Monday, February 14, 2011

Statistics Inflation

I read a headline this morning: "Rondo triple-double leads Celtics past Heat." Rajon Rondo had a nice game. He had 11 points, 10 rebounds, and 10 assists. You know what I say? Big deal!

Look back to the 1961-62 NBA season. I realize that was a long time ago, and that the game has changed significantly. Here were Oscar Robertson's key statistics for the season: he averaged 30.8 points, 12.5 rebounds, and 11.4 assists per game for the entire season. With those averages right now, he would be leading the league in scoring (Kevin Durant leads at 29.1 per game), fifth in rebounding (Kevin Love leads at 15.5), and second in assists (Rondo leads with 12.3).

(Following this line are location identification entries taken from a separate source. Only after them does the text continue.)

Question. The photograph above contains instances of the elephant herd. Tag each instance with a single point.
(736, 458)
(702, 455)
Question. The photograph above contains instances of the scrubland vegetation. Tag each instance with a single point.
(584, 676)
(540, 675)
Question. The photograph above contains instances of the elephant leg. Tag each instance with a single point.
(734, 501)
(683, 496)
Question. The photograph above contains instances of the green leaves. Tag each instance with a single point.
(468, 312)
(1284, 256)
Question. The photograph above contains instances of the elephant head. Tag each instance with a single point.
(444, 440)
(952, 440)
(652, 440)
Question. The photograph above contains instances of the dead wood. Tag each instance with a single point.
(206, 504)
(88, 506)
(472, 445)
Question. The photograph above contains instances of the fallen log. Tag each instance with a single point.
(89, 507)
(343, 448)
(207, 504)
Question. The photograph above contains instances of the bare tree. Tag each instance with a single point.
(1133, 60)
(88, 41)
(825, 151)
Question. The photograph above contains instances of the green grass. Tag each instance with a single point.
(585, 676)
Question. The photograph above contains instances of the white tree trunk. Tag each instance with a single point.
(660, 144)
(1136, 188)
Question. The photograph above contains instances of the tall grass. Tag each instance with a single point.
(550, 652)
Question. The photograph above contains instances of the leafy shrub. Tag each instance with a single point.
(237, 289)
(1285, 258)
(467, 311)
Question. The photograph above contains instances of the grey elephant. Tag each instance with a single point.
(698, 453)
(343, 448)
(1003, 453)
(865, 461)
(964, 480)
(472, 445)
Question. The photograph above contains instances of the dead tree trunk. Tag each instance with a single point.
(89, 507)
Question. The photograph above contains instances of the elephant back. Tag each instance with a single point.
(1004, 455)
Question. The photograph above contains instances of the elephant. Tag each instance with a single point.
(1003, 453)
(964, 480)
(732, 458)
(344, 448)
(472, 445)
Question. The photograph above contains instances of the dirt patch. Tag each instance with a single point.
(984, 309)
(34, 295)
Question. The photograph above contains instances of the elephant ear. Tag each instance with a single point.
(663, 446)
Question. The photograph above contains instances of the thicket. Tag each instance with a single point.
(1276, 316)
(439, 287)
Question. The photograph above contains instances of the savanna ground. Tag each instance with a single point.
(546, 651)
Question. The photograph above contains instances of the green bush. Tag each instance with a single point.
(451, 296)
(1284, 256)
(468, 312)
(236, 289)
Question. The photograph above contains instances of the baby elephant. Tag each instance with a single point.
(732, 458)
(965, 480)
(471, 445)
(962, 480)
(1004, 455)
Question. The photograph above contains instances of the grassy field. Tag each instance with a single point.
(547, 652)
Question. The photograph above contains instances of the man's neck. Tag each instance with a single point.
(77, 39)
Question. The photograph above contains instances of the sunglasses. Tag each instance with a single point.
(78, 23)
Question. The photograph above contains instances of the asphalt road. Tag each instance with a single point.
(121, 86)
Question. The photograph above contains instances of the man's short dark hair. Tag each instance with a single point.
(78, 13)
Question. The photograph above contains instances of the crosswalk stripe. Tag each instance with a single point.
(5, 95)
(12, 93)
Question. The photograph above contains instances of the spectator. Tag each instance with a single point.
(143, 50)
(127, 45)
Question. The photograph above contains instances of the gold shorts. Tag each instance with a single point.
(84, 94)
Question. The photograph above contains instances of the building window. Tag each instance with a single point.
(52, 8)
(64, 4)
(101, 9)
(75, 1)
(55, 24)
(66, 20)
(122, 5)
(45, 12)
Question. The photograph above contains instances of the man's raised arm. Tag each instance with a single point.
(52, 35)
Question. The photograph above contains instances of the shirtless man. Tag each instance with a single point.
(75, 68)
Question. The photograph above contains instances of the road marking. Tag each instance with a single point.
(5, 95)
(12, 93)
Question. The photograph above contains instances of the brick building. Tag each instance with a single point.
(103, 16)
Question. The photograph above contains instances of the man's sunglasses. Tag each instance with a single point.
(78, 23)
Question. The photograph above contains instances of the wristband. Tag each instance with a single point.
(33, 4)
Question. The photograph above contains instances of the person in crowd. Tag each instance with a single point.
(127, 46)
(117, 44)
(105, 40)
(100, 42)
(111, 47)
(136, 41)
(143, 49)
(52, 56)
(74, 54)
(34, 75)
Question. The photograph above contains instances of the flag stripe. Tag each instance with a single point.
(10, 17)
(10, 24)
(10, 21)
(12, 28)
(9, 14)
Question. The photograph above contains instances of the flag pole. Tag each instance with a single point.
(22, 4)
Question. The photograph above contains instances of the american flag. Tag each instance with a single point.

But, we have become so enamored with statistics that don't really matter that all of these cute little thresholds have been devised. Triple double! When the Big O averaged a triple double, the term hadn't been invented. Because of that, players didn't strive for ten of each, they just played to win.

Who leads the NBA in free throw percentage in home games played on Tuesdays against teams from the Western Conference? Thankfully, I have no idea, but I'm sure that some bored person could find the answer, and if he or she did, then some player would use that come contract negotiation time.

Everyone is enamored with these statistics. And, it's the thresholds that get all the publicity. Here's a really good example that I got from the book, Scorecaster. No player in recorded major league baseball history entering his last at bat of the season with a .299 batting average has ever drawn a walk. The number of players who have finished a season with 30 home runs exceeds the number who have finished with 29 by a statistically significant margin. Likewise, the number who have finished with between 100 and 105 RBIs exceeds the number who have finished with between 95 and 99 by a significant margin.

And, while I haven't seen it in that book anywhere, I would bet you that not too many NBA players finish a game with Triple 9s (points, rebounds, and assists), or even with double digits in two of those categories and nine in the third. Have you ever seen a player in a tight game take a really stupid shot to try to score their 50th point when a pass to a wide-open teammate for a layup was the right play? I have. Have you seen an NFL coach keep his star QB in the game to throw a few more passes in a blowout so that he can get to 400 yards passing? I have. And, in that circumstance, I've even seen the star QB get injured and miss a game or two with that injury, all in search of a useless holy grail. 385 yard passing games are not a great negotiation tool come contract time, but 400 yard games are.

Players should be measured by what they do for their team, not what they do for themselves. But, a great defensive small forward doesn't put fans in the seats. A 30 point per game scorer does.

I just hope that someday when future sports historians are writing down the greats of the games that they remember the players who made their teams winners not the players who made their contracts bigger.